Police put ban on DNA evidence
Statistical models used to interpret the data are now inadequate
POLICE forces across the country could have their DNA evidence thrown into doubt after Victoria Police discovered a systematic breakdown in how it interpreted DNA samples and warned that other jurisdictions would face the same problem.
No DNA evidence will be used in criminal cases in Victoria until at least mid-January after Chief Commissioner Simon Overland banned his forensic officers from testifying until the method used to interpret samples was reviewed.
He said yesterday that new technology -- brought online in September-- meant that more detailed information was obtained from DNA samples but the statistical models used to interpret the data had fallen behind and were now inadequate.
It is expected the ban on DNA testimony will affect at least six criminal cases in both the magistrates and county courts and lead to appeals of trials that have been heard in the past four months.
The ban comes on the eve of a Victorian Ombudsman's report on the troubled state of police forensic services and just days after a rape conviction based on contaminated DNA evidence was overturned.
Deputy Commissioner Ken Jones -- who has been asked by Mr Overland to lead the review on the scientific models used to interpret DNA data -- said Victoria was the first state in the country
to introduce the new technology and he predicted other states would face similar interpretation problems.
"I have spoken to some people around the commonwealth and their view is . . . that they are going to be in the same place that we are," Mr Jones said.
However, a spokesman for NSW Police last night said he did not believe the state would experience the same problems as Victoria because it used more "conservative" methods of statistical interpretation.
Mr Overland said he was taking the drastic action to protect the integrity of DNA evidence and he hoped a working party led by Mr Jones would find new interpretation models before the courts reopen in January after the Christmas break.
"We have taken this step because it is absolutely about maintaining the confidence in the science of DNA and I think the best way to do that is to be absolutely transparent about this issue," Mr Overland said.
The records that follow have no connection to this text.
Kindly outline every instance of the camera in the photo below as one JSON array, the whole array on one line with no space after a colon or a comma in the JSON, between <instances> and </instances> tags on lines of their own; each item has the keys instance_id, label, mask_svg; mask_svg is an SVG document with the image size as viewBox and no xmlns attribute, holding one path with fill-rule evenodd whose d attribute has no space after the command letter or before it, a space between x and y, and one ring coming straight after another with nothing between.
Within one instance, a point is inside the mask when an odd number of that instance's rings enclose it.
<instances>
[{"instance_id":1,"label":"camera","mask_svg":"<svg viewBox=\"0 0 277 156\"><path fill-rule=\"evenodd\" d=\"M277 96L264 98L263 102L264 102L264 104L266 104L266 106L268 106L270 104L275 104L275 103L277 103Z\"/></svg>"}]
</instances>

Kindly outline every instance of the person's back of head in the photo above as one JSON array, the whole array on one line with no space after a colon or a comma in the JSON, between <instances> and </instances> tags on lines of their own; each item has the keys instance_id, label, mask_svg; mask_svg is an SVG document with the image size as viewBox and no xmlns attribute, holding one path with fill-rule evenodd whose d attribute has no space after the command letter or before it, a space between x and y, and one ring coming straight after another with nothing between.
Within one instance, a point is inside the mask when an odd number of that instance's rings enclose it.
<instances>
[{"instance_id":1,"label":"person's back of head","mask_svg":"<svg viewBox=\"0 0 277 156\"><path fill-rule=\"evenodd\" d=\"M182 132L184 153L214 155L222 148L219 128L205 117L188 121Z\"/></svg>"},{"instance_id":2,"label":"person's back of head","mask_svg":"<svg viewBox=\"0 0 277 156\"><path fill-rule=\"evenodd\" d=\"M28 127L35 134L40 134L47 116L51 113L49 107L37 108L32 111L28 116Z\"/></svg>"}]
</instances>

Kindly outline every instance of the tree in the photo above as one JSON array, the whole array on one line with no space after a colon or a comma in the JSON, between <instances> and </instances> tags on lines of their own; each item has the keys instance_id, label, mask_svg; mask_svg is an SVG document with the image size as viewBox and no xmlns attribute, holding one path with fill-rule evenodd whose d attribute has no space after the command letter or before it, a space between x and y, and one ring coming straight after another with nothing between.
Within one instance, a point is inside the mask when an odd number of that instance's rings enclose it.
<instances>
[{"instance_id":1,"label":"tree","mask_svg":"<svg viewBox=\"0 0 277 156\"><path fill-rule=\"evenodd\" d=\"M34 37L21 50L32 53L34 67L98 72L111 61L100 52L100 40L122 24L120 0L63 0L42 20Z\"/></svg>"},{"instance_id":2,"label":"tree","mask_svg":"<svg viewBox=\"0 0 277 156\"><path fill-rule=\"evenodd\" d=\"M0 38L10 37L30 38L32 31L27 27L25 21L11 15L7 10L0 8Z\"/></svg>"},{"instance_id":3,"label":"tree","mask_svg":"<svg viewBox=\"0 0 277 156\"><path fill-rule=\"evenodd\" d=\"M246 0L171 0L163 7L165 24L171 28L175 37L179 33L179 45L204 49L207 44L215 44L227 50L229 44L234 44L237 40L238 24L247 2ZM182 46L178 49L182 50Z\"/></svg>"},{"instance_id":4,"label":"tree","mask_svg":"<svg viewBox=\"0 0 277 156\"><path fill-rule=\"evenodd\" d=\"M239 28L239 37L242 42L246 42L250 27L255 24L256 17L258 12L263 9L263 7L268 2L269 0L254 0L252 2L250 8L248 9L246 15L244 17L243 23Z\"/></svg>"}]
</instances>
He denied the court freeze had anything to do with contamination problems or was a pre-emptive response to the ombudsman's report, saying he had decided only on Tuesday night to go ahead with the unprecedented step of banning DNA evidence.
The Law Institute of Victoria said the decision left defendants in legal limbo, while the Victorian Criminal Bar Association head John Champion said he expected defence lawyers to revisit some cases.
Victorian Attorney-General Rob Hulls played down suggestions that the suspension of DNA evidence would lead to a flood of appeals.